SUKSES GELAR DI 2 SEKOLAH, JDIH BERBAGI ILMU KINI SAMBANGI SMPN 10 TANJUNGPINANG

1702528424.png

Kota Tanjungpinang - JDIH Berbagi Ilmu bertajuk Pembelajaran Tatap Muka kembali hadir di sekolah yang berlokasi di Kota Tanjungpinang. Setelah mengunjungi SMP Negeri 7 dan SMP Negeri 11 Tanjungpinang, kini Bagian Hukum Sekretariat Daerah Kota Tanjungpinang tiba di SMP Negeri 10 Tanjungpinang yang berlokasi di Tg. Unggat Kec. Bukit Bestari, Rabu (13/12).

Kepala Sub Koordinator Dokumentasi dan Informasi Hukum, Sugiarto, S.H., M.H. menyampaikan bahwa kegiatan JDIH Berbagi Ilmu tersebut sukses setelah digelar di 2 sekolah. "Melihat antusiasme yang tinggi oleh para siswa serta respon yang sangat baik dari para Kepala Sekolah dan Guru, maka hari ini atas permintaan langsung dari pihak sekolah, JDIH Berbagi Ilmu hadir menyambangi SMP Negeri 10 Tanjungpinang", ungkapnya.

Kepala Bagian Hukum, Lia Adhayatni, S.H., M.H. yang memberikan sambutan menyampaikan bahwa para siswa dan siswi juga dapat membuka JDIH Kota Tanjungpinang melalui gadget pada saat berada di rumah. "Di JDIH ada peraturan-peraturan yang bisa di baca serta video-video animasi dan pembelajaran tentang hukum yang bisa dilihat dan disaksikan." ucap Lia. Lia juga menyampaikan harapannya terhadap kegiatan ini, "Mudah-mudahan apa yang kami berikan dapat bermanfaat serta dilaksanakan dan dihayati anak-anak kita semua dalam kehidupan sehari-hari", tambahnya.

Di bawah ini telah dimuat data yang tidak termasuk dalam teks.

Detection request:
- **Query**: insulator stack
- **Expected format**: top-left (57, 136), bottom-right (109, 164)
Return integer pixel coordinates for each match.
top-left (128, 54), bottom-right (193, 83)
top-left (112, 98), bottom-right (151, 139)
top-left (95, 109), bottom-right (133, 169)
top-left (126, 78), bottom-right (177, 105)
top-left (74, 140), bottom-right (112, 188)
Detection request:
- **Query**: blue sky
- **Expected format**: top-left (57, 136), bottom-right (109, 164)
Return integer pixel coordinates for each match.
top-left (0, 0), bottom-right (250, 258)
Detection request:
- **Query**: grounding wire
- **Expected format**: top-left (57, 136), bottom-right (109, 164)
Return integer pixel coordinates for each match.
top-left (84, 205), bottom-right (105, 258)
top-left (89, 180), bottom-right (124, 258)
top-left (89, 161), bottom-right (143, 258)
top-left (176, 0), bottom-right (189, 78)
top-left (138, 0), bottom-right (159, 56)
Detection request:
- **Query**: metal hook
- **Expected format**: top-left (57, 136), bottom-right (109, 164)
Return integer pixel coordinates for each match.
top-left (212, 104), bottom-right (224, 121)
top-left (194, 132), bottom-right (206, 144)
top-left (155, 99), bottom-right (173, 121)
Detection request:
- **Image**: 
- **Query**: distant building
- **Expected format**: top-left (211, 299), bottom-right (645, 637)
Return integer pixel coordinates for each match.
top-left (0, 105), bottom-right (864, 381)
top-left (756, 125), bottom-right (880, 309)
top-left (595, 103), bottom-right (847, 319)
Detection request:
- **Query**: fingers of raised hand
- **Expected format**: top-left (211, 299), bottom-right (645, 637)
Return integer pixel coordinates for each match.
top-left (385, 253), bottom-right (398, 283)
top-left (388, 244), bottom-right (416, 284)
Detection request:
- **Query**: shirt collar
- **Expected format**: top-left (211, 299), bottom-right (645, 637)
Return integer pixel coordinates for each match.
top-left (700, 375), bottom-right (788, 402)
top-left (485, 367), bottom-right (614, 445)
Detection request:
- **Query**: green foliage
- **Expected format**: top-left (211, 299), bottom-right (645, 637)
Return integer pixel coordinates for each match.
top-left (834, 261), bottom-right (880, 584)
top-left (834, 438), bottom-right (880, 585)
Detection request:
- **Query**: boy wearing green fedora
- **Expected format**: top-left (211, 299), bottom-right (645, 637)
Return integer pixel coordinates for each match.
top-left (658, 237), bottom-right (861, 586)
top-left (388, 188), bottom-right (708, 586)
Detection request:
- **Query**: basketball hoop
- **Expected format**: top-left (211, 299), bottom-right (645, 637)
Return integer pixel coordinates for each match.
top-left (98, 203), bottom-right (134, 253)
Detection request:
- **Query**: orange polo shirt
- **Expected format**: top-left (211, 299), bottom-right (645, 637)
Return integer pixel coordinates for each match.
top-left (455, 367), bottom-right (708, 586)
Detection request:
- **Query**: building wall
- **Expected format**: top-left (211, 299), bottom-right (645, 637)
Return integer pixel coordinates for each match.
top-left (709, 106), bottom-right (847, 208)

Kepala SMP Negeri 10 Tanjungpinang, Yulismar, S.Pd., M.M. menyampaikan apresiasinya terhadapap terselenggaranya kegiatan ini di sekolah tersebut. "Apa yang saya lihat, paparan, dan yang disampaikan dari pihak Bagian Hukum Kota Tanjungpinang dan Kanwil Kemenkumham menyampaikan kepada peserta didik sangat luar biasa dan cukup antusis dibuktikan dengan responsif dari anak-anak kami yang mau bertanya dan mau menjawab secara bergantian." ungkap Yulismar.

Yulismar juga menambahkan bahwa kegiatan ini sangat dibutuhkan oleh peserta didik untuk membantu membentuk karakter yang baik. "Kami sangat butuh sekali kerjasama ini, kami butuh kedepannya ada action yang lebih tertuju dan spesifik sehingga anak bangsa khususnya di sekolah ini nanti mampu mengeluarkan dirinya dari kotak yang kita sebut kenakalan remaja dan akhirnya mereka mengerti ini bukan sekedar informasi hukum tetapi ilmu yang terbagi dapat diamalkan mereka, paham dan dapat dilaksanakan dengan baik", pungkasnya.